The Thai language is a tonal language. Tones are essential for the language, as important as any vowel or any consonant. Tones distinguish the meaning of one word from another.
Tone refers to a change in the pitch of a syllable during its pronunciation. In Thai, every syllable is pronounced in one of five tones: low, mid, high, falling, or rising. The tone must be spoken correctly for the intended meaning of a word to be understood. Since every word has a particular mandatory tone, we say that the Thai language has obligatory lexical tones.
The middle tone starts at a middle pitch level, rises slightly and returns to mid-level. The low tone starts low and gradually falls even lower. The falling tone starts high and falls to a low pitch. The high tone rises to a peak and then drops. The rising tone starts at mid-level and gradually rises.
Modifying the vowel length or the tone changes the syllable completely, to the extent that if you mispronounce a single vowel or tone, a Thai person hears a different word to the one you meant to say.
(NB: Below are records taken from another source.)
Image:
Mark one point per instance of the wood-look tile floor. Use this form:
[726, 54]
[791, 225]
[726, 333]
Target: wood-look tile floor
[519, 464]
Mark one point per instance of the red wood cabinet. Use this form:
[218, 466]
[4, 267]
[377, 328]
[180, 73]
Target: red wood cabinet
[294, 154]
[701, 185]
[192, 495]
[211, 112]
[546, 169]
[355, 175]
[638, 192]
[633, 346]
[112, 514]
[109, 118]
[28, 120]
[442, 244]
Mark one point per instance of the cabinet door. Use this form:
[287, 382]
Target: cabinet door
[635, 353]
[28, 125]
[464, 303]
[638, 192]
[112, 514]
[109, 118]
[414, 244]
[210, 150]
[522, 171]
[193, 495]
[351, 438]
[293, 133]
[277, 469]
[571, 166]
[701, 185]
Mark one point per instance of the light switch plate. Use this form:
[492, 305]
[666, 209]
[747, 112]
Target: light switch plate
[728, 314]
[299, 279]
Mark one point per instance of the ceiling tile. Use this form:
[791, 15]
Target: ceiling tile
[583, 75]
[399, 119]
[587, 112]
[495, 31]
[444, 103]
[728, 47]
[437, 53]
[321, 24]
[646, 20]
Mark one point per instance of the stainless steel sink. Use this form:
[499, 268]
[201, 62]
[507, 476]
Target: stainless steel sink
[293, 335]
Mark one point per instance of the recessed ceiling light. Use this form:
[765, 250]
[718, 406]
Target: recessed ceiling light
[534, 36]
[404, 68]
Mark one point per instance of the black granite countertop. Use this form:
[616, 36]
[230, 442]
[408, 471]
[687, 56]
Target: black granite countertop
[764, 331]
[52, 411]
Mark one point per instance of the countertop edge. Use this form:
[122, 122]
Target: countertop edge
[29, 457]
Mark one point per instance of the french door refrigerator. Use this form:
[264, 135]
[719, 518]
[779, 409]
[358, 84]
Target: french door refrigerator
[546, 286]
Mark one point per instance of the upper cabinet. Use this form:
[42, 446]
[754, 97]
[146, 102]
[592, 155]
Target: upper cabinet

Tones are realized in the vowels but indicated in the script by a combination of the class of the initial consonant (high, mid or low), vowel length (long or short), closing consonant (plosive or sonorant) and, if present, one of four tone marks, whose name derive from the name of the digits 1–4 borrowed from Pali or Sanskrit.
As an example of how the tones can make things difficult for learners of Thai, here is a sentence that means “new wood doesn’t burn, does it?” In Thai to western ears, it sounds like “mai mai mai mai mai”, just with varying the tone on the syllables. Of course, to Thai ears, it is understood just fine.
Of course, learning the five tones can be difficult at first. But once you have broken the tone barrier, you have grasped the core of the Thai language. Regular practice, practice, patience is essential in mastering Thai tones.